Cet ouvrage vise à tracer l’évolution de l’usage de la ferronnerie architecturale dans l’architecture du XXe siècle de la ville de Beyrouth. Tout en se focalisant sur ses origines stylistiques et ses sources d’influence, la production d’ouvrages en fer forgé est analysée à travers des centaines de relevés et de documents d’archives repérés au Liban et France.
Largement diffusées dans des catalogues commerciaux spécialisés, les œuvres de ferronnerie architecturale modernes répandues en Europe deviennent une référence incontournable pour les architectes et artisans de plusieurs pays du bassin méditerranéen. Les modèles d’artistes décorateurs et maîtres-ferronniers d’art exerçant à Paris entre les deux guerres (comme Raymond Subes, Gilbert Poillerat, Jean Desnos et d’autres) se trouvent être les inspirateurs de nombreux dessins de fenêtres, de mains courantes d’escaliers et surtout de garde-corps métalliques de la capitale libanaise, de la période mandataire et post- mandataire. Adoptés, transformés et enrichis, certains dessins qui ceinturent des milliers de balcons à Beyrouth reflètent éloquemment cette inspiration. N’occupant qu’une place marginale dans l’histoire de l’architecture, la ferronnerie est remise au centre de cette recherche comme symbole des interactions et des transferts artistiques durant une grande Éditions Geuthner ~ 2 ~ partie du XXe siècle.

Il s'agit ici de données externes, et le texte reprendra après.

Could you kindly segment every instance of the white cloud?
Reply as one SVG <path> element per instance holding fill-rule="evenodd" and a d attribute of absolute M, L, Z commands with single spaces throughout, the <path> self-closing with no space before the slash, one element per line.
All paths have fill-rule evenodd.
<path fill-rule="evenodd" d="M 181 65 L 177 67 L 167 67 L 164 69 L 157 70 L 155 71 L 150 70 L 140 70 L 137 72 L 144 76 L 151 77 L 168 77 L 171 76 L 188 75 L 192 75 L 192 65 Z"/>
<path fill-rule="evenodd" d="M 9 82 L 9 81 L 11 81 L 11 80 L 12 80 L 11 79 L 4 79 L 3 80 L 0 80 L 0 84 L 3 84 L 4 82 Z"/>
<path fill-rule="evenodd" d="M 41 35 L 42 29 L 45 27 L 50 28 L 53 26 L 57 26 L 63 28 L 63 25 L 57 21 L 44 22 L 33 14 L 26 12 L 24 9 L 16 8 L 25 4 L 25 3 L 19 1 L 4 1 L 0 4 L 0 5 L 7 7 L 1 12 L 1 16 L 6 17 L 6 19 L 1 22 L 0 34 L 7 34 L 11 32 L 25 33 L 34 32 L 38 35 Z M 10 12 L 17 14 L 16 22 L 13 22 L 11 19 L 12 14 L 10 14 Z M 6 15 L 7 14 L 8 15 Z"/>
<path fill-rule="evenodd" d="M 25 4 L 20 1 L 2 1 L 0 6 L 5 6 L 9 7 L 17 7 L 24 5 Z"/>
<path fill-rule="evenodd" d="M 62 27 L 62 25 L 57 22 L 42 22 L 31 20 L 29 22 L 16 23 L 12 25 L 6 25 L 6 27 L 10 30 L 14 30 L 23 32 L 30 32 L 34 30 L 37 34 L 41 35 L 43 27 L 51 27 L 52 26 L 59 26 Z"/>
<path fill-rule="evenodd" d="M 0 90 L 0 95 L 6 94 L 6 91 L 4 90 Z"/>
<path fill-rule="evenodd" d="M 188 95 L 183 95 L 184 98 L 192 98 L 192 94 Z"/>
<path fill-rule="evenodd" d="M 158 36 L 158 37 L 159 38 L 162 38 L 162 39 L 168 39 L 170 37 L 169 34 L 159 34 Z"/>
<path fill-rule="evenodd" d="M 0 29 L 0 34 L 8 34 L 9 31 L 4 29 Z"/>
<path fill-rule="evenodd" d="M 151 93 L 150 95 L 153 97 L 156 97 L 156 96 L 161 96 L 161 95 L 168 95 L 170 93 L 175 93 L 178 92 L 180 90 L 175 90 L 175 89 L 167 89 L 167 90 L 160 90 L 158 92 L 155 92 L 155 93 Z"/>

Ce projet, débuté à Beyrouth avec un long travail sur le terrain, comprend un inventaire systématique dans 52 secteurs et le relevé géométrique de plus de 1500 motifs de portes, garde-corps, fenêtres et rampes d’escalier. À partir de ce travail de terrain inédit, l’ouvrage propose une investigation sur les paradigmes esthétiques ayant joué un rôle déterminant dans la ferronnerie ornementale de l’architecture moderne au Liban. Initié il y a plusieurs années, ce projet doit principalement son existence à un besoin pressant de diriger les regards vers un patrimoine architectural en péril dans l'absence alarmante de toute application des lois de protection et de sauvegarde. À l’heure actuelle, l’ensemble du territoire libanais demeure ouvert à la spéculation foncière : La démolition d’un fleuron de l’architecture moderniste, même celle d’une maison du XIXe siècle, ne semble susciter qu’une indignation temporaire et restreinte sans déclencher pour autant un véritable intérêt du grand public et encore moins celui des organismes officiels concernés. En proposant la ferronnerie comme une nouvelle clé de lecture de cet habitat urbain digne d’être conservé et transmis aux générations futures. C’est donc à travers un élément a priori anodin mais sans doute caractérisant, et voire même emblématique de l’histoire des échanges entre cultures, que nous relançons la découverte du projet d’architecture moderne : la ferronnerie sera analysée comme le symptôme d’une mondialisation esthétique qui se met en œuvre dès le début du XXe siècle. Le contenu, basé sur une enquête exhaustive, constitue le premier travail de recherche sur l’architecture moderne de la Beyrouth mené à l’échelle de toute la ville. Mis à part les 1500 relevés provenant d’environ 600 bâtiments localisés, l’ouvrage présente des photographies d’archives inédites d’un contexte urbain radicalement transformé par la longue guerre (1975- 1990), par les projets de reconstruction (1990-2000) mais aussi et surtout par la dernière explosion du 4 août 2020.
Ce projet expose également des extraits photographiques des catalogues publiés en France entre 1924 et 1958 sources d’inspiration et de transformation de nombreuses réalisations au Liban.
Le livre se compose de 504 pages.
Mazen Haïdar est architecte du patrimoine et chercheur diplômé à l’Université de Rome « Sapienza ». Il est titulaire d’un doctorat en architecture de l’Université Paris 1 PanthéonSorbonne avec comme sujet la réception et les pratiques d’appropriation de l’immeuble résidentiel moderne à Beyrouth entre 1946 et 1990. En tant que praticien, il a dirigé et participé à plusieurs projets de restauration au Liban. Après avoir enseigné à l’American University of Beirut (AUB) et la Lebanese American University (LAU), il a occupé entre 2013 et 2017 le poste de Directeur Adjoint de l’École d'Architecture de l’Académie Libanaise des Beaux-Arts (ALBA) - Université de Balamand. Ses articles en langues arabe, anglaise, française et italienne portent sur le patrimoine architectural et la notion de mémoire dans la restauration du bâti résidentiel. Parmi ses ouvrages: Città e memoria, Beirut, Berlino, Sarajevo (Milan : Bruno Mondadori, 2006). En 2017, il obtient une résidence d’artiste à la Cité Internationale des Arts à Paris par le biais de l’Institut Français pour son projet de recherche La Ferronnerie architecturale du XXe siècle à Beyrouth.